Pretty picture of the day: Enceladus (left) and Rhea (right) imaged with Saturn’s edge-on rings. This gives you a good comparison between Enceladus and its larger sister.Enceladus is bright because of resurfacing of water from pools just a few dozen feet beneath the surface of its southern hemisphere. Reflectivity is up around 90%, just like pure ice. Or just like this psalm passage:
Cleanse me with hyssop, that I may be pure;
wash me, make me whiter than snow. (51:9)
Rhea is more like that roadside stuff a few weeks after the last snowfall. Vehicle emissions have rendered it gray-brown to black, and you get a landscape something like this over here on the right >>>
Interesting that carbon compounds might also be one of the coloring/darkening agents in the outer solar system as they are on our winter streets. When I was a kid, I was fascinated by the cross-sections cut by the street plow. I used to look for layers of snow and dirt alternating. During those cold northern winters, sometimes I could trace the layers up to four snowfalls into the past.

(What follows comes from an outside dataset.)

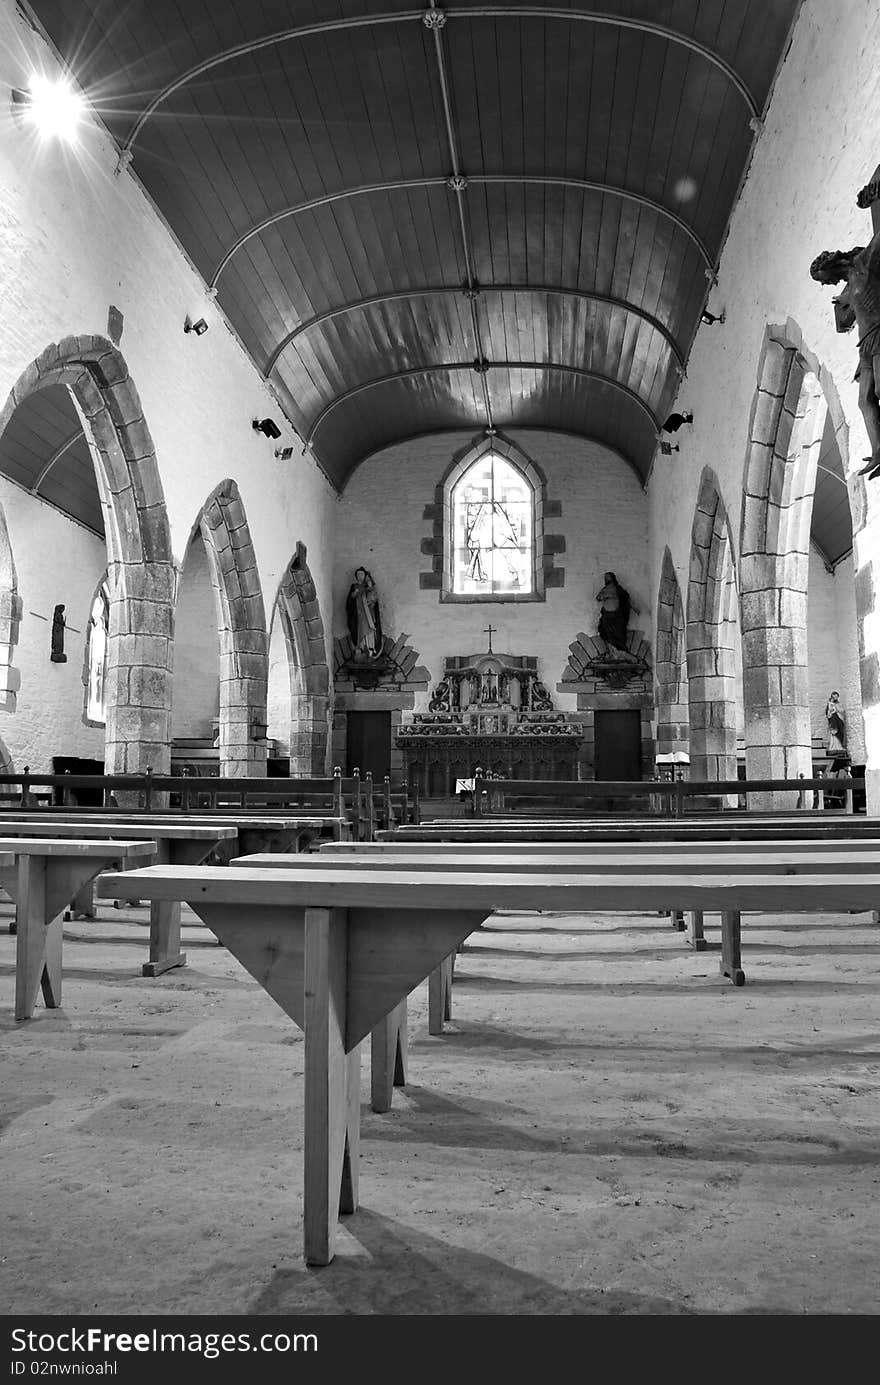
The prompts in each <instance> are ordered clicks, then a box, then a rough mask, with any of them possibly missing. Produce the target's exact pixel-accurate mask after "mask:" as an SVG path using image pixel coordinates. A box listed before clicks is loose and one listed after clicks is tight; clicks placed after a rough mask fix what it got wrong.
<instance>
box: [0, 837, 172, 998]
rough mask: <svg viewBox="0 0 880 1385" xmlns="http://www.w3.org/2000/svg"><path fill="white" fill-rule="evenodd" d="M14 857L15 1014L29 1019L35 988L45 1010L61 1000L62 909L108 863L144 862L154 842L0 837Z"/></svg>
mask: <svg viewBox="0 0 880 1385" xmlns="http://www.w3.org/2000/svg"><path fill="white" fill-rule="evenodd" d="M0 853H1V855H4V856H6V855H10V856H14V857H15V873H17V879H15V885H14V889H15V932H17V938H15V1018H17V1019H29V1018H30V1015H32V1014H33V1007H35V1004H36V997H37V992H39V990H40V989H42V990H43V1000H44V1001H46V1006H47V1008H49V1010H54V1008H57V1007H58V1006H60V1004H61V951H62V920H61V915H62V913H64V910H65V909H67V906H68V904H69V903H71V900H72V899H73V897H75V896H76V893H78V891H80V889H82V888H83V885H85V884H86V882H87V881H89V879H93V878H94V877H96V875H98V874H100V871H103V870H107V867H108V866H116V867H119V866H123V867H125V866H130V864H134V866H143V864H144V863H146V861H148V860H151V859H152V857H154V856H155V843H154V842H143V841H141V842H119V841H116V842H112V841H107V839H101V838H98V839H97V841H89V842H83V841H69V839H60V838H58V839H57V838H19V837H0Z"/></svg>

At 325 degrees below zero, ice acts very much like rock, but there are some differences. We see a curious geology at work in the outer solar system. God’s creation will contain many, many more cold little worlds like this than like our own. Many of the ones in our own solar system seem distinctive and unique — a far cry from the expected lifeless ice cubes we expected. Leads me to think we might have missed something important on our own moon the first time we were there.